What Trump’s payroll tax cut proposes to do for workers, businesses
Payroll tax cuts, used to boost the economy, only help those who get a paycheck.

President Trump says his administration is working on a stimulus plan designed to curb the potential economic downturn caused by the COVID-19 outbreak. Among the proposals is a payroll tax cut.
In the U.S., employers are required to pay a portion of each employee’s salary in taxes. According to the Tax Policy Center, the U.S. collected $1.1 trillion dollars in payroll taxes in 2017, financing social security, the hospital insurance portion of Medicare, and the federal unemployment insurance program.
The idea of a payroll tax cut is to boost the economy by getting “a lot of money in a lot of people’s pockets quickly,” said Tara Sinclair, professor of economics at The George Washington University. But that isn’t the case for many consumers.
“They don’t even necessarily notice that additional money because it’s a relatively small proportion of their paycheck,” Sinclair said.

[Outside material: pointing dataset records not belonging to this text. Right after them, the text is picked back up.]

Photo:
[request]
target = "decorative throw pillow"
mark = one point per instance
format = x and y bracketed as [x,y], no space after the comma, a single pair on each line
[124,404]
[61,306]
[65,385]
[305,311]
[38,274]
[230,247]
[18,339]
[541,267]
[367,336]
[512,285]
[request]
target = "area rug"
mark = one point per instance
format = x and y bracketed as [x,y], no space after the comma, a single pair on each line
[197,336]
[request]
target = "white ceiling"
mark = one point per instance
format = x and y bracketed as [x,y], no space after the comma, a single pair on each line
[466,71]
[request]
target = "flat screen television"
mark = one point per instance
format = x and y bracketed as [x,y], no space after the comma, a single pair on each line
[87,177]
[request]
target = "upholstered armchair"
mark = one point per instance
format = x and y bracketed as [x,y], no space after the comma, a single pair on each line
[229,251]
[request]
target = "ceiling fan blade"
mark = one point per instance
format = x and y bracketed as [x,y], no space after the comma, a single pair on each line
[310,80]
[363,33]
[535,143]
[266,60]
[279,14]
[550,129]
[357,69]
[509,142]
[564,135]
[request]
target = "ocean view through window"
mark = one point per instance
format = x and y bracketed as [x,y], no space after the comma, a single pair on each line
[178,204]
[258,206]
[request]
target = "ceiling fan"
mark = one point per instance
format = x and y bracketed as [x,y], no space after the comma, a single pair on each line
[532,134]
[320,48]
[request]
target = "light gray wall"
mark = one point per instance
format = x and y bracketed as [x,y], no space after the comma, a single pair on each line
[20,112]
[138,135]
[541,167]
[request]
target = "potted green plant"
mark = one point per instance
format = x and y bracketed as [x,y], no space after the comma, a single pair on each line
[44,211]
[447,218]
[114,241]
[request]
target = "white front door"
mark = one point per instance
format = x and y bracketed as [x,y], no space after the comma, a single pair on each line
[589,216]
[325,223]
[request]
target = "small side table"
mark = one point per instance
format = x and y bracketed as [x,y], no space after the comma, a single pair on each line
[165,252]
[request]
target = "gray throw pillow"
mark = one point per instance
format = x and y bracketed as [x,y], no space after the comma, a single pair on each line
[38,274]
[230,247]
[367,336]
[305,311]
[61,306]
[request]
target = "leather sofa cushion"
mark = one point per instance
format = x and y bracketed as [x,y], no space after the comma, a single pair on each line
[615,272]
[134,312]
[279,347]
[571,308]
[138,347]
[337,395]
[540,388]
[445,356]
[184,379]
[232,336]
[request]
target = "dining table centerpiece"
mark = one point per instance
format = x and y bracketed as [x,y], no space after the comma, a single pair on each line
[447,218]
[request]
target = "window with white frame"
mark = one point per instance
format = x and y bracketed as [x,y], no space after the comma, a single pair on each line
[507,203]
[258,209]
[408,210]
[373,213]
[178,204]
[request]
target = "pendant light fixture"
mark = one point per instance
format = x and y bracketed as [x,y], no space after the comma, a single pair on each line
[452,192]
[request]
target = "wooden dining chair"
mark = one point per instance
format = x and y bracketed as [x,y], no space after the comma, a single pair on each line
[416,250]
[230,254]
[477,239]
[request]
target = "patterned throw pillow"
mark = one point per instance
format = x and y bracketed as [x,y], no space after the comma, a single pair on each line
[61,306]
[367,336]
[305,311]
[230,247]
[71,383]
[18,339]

In 2011, President Barack Obama cut payroll taxes by 2%, which averaged around $1,000 extra per family that year. For the Bush administration’s stimulus plan, checks were sent to taxpayers.
The biggest economic worry today isn’t spending, but public health, said Nicole Kaeding, vice president at the National Taxpayers Union Foundation.
“People aren’t going to restaurants and are cutting back on seeing movies and not going to the bowling alley as often, not because of a financial constraint. It’s a public health one,” Kaeding said.
Due to social distancing and cancelled public events, many businesses will face a decrease in demand. But payroll tax cuts only help those who get a paycheck. Retirees, the unemployed and many gig workers would be left out of this stimulus measure.